Kingfisher has said this was because the recession in the United States and rising fuel prices made non-stop flights unviable. But rival Jet Airways has enjoyed profits on its India-North America routes, and even loss-making state-owned carrier Air India makes money on non-stop services to New York and Chicago.

"Kingfisher's problems are not external; they're internal," says Nikhil Vora, Managing Director, IDFC Securities. "It is an extremely leveraged company, and the cost structure of the business itself is very high." Neeraj Monga, Executive Vice President at Veritas Investment Research, whose report of September last year said both the airline and its parent UB Holdings were on the verge of bankruptcy, says the airline's strategy was flawed. "The business plan was not well thought out," he says.

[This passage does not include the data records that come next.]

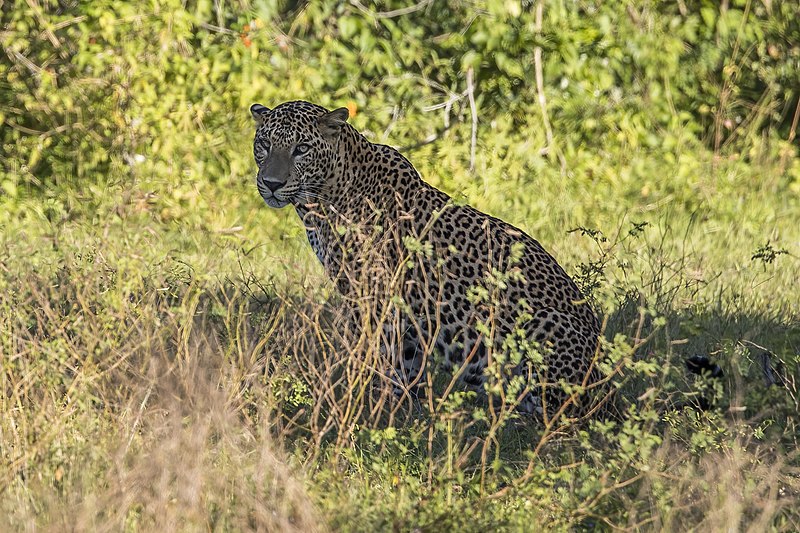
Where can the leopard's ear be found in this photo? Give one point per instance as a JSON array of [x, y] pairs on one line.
[[259, 112], [330, 124]]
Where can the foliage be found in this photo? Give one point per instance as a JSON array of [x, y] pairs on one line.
[[170, 355]]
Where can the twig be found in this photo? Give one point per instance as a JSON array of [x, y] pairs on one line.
[[474, 111], [393, 13], [537, 65]]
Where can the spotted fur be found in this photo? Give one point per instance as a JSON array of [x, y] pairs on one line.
[[466, 284]]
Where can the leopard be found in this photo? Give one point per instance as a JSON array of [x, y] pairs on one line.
[[461, 285]]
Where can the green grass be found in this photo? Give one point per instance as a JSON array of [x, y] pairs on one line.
[[162, 364]]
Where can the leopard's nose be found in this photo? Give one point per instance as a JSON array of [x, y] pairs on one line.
[[274, 185]]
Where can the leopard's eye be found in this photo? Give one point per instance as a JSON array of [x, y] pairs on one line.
[[301, 149], [261, 150]]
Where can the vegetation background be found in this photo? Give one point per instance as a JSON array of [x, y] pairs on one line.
[[162, 331]]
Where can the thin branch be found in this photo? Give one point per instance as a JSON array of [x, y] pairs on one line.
[[474, 111], [537, 64], [393, 13]]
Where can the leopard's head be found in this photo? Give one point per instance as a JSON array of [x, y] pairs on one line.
[[296, 148]]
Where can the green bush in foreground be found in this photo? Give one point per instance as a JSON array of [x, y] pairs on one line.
[[171, 358]]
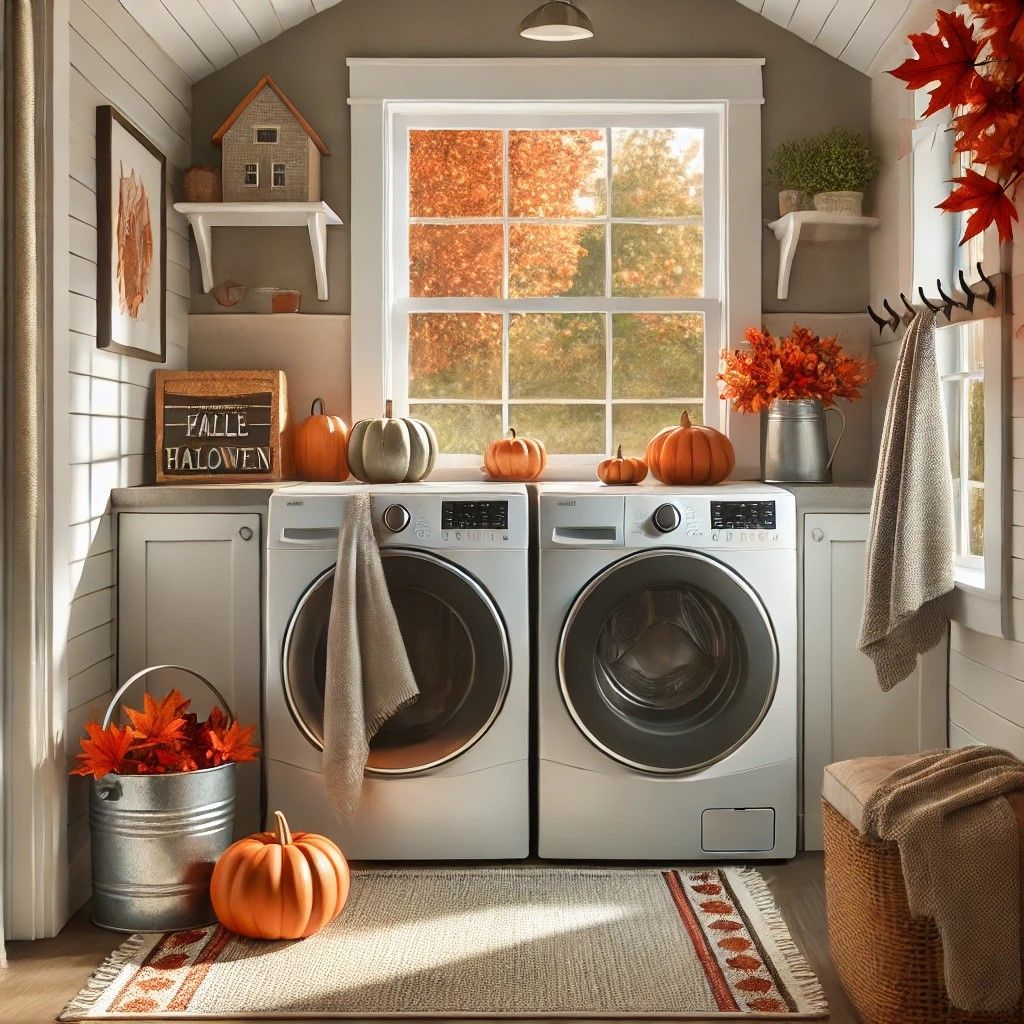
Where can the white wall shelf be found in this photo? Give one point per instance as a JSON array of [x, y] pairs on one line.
[[313, 216], [819, 227]]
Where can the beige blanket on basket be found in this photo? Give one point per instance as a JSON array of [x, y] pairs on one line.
[[910, 547], [369, 678], [958, 844]]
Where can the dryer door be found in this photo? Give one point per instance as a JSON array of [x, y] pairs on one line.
[[668, 662], [458, 646]]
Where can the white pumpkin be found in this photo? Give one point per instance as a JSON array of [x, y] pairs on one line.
[[391, 450]]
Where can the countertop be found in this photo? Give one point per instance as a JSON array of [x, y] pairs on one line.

mosimage"Kingfisher was to be a luxury airline in a country where price is the key characteristic." Kingfisher's bet on a luxury model runs opposite to the lessons of low-cost carrier IndiGo and Jet Airways' move to increase low-cost offerings on domestic routes.

On a recent flight between Delhi and Mumbai, passengers hooted when Mallya's welcome video came on. Entertainment screens do not work on many planes, and the food is abysmal. Many corporations have advised or ordered employees to avoid Kingfisher to avoid the perceived risk of delays and cancellations.

Mallya has been blaming the media for giving his airline a bad name. In December, he stormed out of a press conference when asked uncomfortable questions. Other than the occasional moderated show on television, Mallya remains ensconced in his multi-million dollar home on Mumbai's Napean Sea Road.

MUST READ:Mallya has to take proactive interest to save Kingfisher: Moily

Unpaid for three months, pilots have been resigning en masse. IndiGo, which also has A320s, has been poaching happily. Signing bonuses of Rs 15 lakh no doubt help things along. It has also been advertising to hire cabin crew.

The Director General of Civil Aviation (DGCA), E.K. Bharat Bhushan, sees no reason for pilots to adhere to the usual one-month notice period if they have not been paid. As for the future of the airline, Bharat Bhushan, who tore into its executives for over two hours on February 20, says: "They have an approximation of a plan."

Kingfisher, which still has 63 aircraft registered in its name, according to DGCA, excluding two private helicopters, has seen five aircraft return. Two A321s were recently returned to Wells Fargo Bank in the US. Filippo Bagnato, Chief Executive of regional aircraft maker ATR, said publicly in Toulouse, France, that Kingfisher had missed pre-delivery payments on 38 ATR-72 aircraft.

There are still some Kingfisher loyalists. A rival airline executive says: "The biggest miracle is that they still keep flying. Pilots and crew still come to work, despite not being paid since December." A Kingfisher employee in Mumbai says: "Employees are furious about salaries not being paid, but everyone is not disheartened yet. There is anxiety about when things will settle down."

Kingfisher told Bharat Bhushan it would clear employee dues by March 20. But can Mallya pull off a miracle before that? If more people like Delhibased businessman Rahul Chopra, who has sworn to fly the carrier till its dying breath, can be found, maybe Mallya can find a way out.

Then again, this may be a good time for him to cut his losses, which really are not that high, and get out of aviation. If his ego will let him.